Alif is a “grey hat”, which is what H4X0rz (sorry, I’m from the 90s, I had to) are calling themselves now, I guess. Alif’s clients needs to keep their sites of objectionable content up and out of the control of the government’s censorship programs. After a bad break up, his ex sends him a strange, ancient book. The book catapults him and his neighbor, Dina (seriously, Dina is amazing and I want more Dina stories because she is the best), into several life threatening adventures, in real life, in online life and in the world of the jinn.
The first two acts are incredible. The setting, the culture, the diversity of the characters are all so refreshing and original for science fiction. It’s the third act where the plot begins to stumble and fall apart. After Alif escapes prison with the help of NewQuarter01 (normally I hate when a character gets introduced so late in the game, but NewQuarter is a delight), the story looses steam. There’s a lot of techspeak, which, for a layperson like me, caused my eyes to glaze over. The climax gets resolved with the help of a deus ex machina mob that just wanders in at a pivotal moment. For maybe a minute, you’re made to think that a main character has bit the dust, but it’s a painfully obvious little twist that only Alif doesn’t see coming.

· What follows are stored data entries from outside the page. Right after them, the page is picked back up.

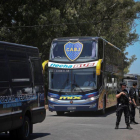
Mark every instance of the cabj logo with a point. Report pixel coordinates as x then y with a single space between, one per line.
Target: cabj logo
70 97
73 50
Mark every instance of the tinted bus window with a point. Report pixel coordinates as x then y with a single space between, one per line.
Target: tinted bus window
20 74
4 81
37 71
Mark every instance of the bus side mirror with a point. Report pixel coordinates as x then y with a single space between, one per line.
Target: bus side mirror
98 67
44 64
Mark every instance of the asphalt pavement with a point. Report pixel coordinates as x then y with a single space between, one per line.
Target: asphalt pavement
83 126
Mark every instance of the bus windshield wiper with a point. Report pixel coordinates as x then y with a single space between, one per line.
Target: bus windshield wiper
64 84
75 84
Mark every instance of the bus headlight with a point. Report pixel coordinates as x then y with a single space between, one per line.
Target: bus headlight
51 99
94 98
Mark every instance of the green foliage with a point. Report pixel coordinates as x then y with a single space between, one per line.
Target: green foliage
36 23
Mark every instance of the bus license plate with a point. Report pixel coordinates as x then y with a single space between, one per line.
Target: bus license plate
71 108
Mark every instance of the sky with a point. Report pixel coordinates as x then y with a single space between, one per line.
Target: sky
135 49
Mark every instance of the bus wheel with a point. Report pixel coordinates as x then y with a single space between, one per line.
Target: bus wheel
60 113
23 132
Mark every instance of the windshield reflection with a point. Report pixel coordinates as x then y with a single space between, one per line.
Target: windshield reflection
78 80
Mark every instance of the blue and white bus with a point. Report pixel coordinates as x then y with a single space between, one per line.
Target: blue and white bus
83 74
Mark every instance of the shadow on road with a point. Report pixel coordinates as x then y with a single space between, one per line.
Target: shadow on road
32 136
109 111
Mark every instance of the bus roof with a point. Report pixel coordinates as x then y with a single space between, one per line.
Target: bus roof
14 44
77 38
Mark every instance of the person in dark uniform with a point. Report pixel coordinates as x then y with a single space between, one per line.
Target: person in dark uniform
122 105
132 94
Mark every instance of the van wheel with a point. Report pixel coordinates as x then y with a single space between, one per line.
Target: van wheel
60 113
23 132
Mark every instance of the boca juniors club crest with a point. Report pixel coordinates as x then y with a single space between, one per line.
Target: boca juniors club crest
73 50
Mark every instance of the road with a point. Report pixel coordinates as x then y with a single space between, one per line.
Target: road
83 126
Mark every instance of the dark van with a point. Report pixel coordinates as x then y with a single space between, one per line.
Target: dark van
21 89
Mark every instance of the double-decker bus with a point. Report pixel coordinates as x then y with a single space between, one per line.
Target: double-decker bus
83 74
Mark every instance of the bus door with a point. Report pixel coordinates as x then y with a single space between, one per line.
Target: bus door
37 79
5 94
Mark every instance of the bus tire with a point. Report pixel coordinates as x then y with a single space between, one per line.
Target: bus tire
23 132
13 134
104 106
60 113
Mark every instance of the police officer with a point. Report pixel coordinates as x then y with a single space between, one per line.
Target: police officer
122 106
132 94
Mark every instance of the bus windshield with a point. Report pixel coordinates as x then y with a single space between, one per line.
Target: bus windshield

Then there’s Insitar, the ex, the plot device with no personality. Insitar and Alif are suppose to be so in love that early on, they sign a marriage contract (even though, without witnesses, it technically isn’t valid). Then they break up and Alif realizes the real love of his life is Dina. I know how fickle teenage love is, but the speed at which Alif drops the torch he was carrying for Insitar is almost instantaneous. Soon, Alif is noticing how pouty and high maintenance she is. At the inevitable final confrontation with Insitar, Alif stops a group of men from the revolt from bothering her; the implication is pretty clear that they were going to rape her. After a short conversation where Insitar realizes Alif is with Dina now, she just…wanders off. Into a mob. That was going to rape her a minute ago. But that’s no big deal, because Alif is with Dina and they walk home together. Alif offers a pity “you can come with us” to her, but no, she’s fine. In the mob. That was going to rape her a minute ago. So I’m Team Dina and Team Insitar. Or Team Give Insitar a Personality Make Over and Not let Her Get Raped in The Mob at least.
Even with the lackluster third act, I would still recommend Alif the Unseen to any science fiction lover that loves to try new things.